Trump bids to reinstate amendments limiting Endangered Species Act

Wikimedia Commons/CC BY 2.0 Author: Sam Farkas (NOAA Photo Library)
Environmentalists warn that the proposed changes could result in years-long delays, setting back efforts to save species such as the Florida manatee.

The Trump administration is moving to undo protective measures for endangered species and their habitats by reinstating amendments made in the U.S President’s first term that were subsequently blocked by his successor, President Joe Biden

One intended change would end provisions that automatically protect animals and plants once they are classified as being under “threat”. Instead, U.S. government agencies will be required to draw up species-specific rules, a lengthier and more arduous process. For years, critics – notably Republican members of Congress and energy and agricultural interests – have maintained that economic growth has suffered because the 1973 law has been too loosely applied.

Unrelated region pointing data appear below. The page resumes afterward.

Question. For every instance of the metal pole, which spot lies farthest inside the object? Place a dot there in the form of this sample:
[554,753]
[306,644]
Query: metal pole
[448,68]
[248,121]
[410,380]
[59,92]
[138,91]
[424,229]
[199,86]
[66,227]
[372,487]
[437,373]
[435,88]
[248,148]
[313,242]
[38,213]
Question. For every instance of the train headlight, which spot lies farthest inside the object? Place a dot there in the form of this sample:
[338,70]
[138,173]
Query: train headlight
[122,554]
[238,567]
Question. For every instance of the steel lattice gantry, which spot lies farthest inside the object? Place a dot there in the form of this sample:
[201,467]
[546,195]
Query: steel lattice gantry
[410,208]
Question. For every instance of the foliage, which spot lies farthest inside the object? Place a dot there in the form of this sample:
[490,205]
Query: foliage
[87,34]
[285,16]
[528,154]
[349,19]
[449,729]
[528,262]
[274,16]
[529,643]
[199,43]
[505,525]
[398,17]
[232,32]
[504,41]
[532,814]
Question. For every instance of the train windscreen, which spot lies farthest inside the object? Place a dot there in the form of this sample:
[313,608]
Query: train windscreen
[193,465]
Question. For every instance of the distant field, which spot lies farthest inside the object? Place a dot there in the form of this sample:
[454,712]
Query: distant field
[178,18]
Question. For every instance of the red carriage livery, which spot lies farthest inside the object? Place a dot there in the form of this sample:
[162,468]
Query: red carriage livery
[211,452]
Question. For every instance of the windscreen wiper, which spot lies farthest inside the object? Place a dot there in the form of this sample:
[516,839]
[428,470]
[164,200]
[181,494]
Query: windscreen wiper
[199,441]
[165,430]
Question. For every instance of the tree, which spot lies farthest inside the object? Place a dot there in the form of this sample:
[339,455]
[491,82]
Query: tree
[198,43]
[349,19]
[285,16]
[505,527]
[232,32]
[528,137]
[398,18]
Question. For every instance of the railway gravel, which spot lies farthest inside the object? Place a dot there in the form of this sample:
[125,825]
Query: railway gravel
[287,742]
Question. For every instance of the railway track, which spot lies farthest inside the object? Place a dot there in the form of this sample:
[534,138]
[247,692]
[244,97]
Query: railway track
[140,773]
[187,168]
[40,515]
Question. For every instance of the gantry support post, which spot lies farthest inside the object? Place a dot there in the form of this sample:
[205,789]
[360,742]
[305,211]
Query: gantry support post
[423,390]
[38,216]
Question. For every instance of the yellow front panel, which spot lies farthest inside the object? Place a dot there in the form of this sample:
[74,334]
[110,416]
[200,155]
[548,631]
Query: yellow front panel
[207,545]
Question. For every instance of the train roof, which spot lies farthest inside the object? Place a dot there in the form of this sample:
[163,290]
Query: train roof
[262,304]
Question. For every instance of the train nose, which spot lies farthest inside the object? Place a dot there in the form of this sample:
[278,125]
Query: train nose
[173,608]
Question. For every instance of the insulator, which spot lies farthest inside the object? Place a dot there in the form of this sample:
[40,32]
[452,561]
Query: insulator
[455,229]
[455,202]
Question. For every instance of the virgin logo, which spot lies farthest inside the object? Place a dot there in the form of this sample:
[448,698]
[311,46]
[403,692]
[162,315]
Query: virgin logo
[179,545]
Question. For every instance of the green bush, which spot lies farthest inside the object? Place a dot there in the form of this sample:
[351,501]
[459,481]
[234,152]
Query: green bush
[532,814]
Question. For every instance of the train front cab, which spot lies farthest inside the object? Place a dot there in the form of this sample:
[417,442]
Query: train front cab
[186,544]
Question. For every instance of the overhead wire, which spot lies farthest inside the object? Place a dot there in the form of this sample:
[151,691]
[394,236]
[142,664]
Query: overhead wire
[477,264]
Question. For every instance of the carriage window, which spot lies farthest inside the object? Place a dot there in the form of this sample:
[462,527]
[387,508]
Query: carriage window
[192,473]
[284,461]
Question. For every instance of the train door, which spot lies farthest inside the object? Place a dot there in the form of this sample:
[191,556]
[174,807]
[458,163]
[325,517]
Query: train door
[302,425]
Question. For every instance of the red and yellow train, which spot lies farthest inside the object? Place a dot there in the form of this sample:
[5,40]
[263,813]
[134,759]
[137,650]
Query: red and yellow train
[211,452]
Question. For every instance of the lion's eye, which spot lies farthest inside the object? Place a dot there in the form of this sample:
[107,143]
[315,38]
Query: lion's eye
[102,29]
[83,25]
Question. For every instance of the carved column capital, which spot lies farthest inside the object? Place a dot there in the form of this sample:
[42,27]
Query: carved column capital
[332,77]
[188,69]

Environmentalists, however, warn that the proposed changes could result in years-long delays, setting back efforts to save species such as the monarch butterfly, Florida manatee, California spotted owl, and North American wolverine.

“We would have to wait until these poor animals are almost extinct before we can start protecting them,” said the Center for Biological Diversity’s Stephanie Kurose, who called the proposed changes “absurd and heartbreaking.” 

In Donald Trump‘s second term, officials have been looking to revise the Endangered Species Act’s definition of the word “harm” as a means of circumventing species-protection measures that might hinder logging activities in national forests and on public lands. According to U.S. Interior Secretary Doug Burgum, the administration plans to restore the Act to its original intent while respecting “the livelihoods of Americans who depend on our land and resources.”

Definitions figured in a suit against the Interior Department over the “blanket” protection rule filed by the Property and Environment Research Center (PERC) and Rocky Mountain Elk Foundation last March. They challenged the rule’s legality, claiming it inhibited states and landowners from assisting in species recovery efforts. Species designated as “threatened” under the so-called blanket rule automatically qualify for the same protections as those designated “endangered.” The plaintiffs maintained that such an interpretation could lead landlords to lose interest in what happened to a species if they felt that efforts on their part to downgrade the status of an “endangered” species to that of “threatened” had no impact on the authorities and failed to ease government restrictions.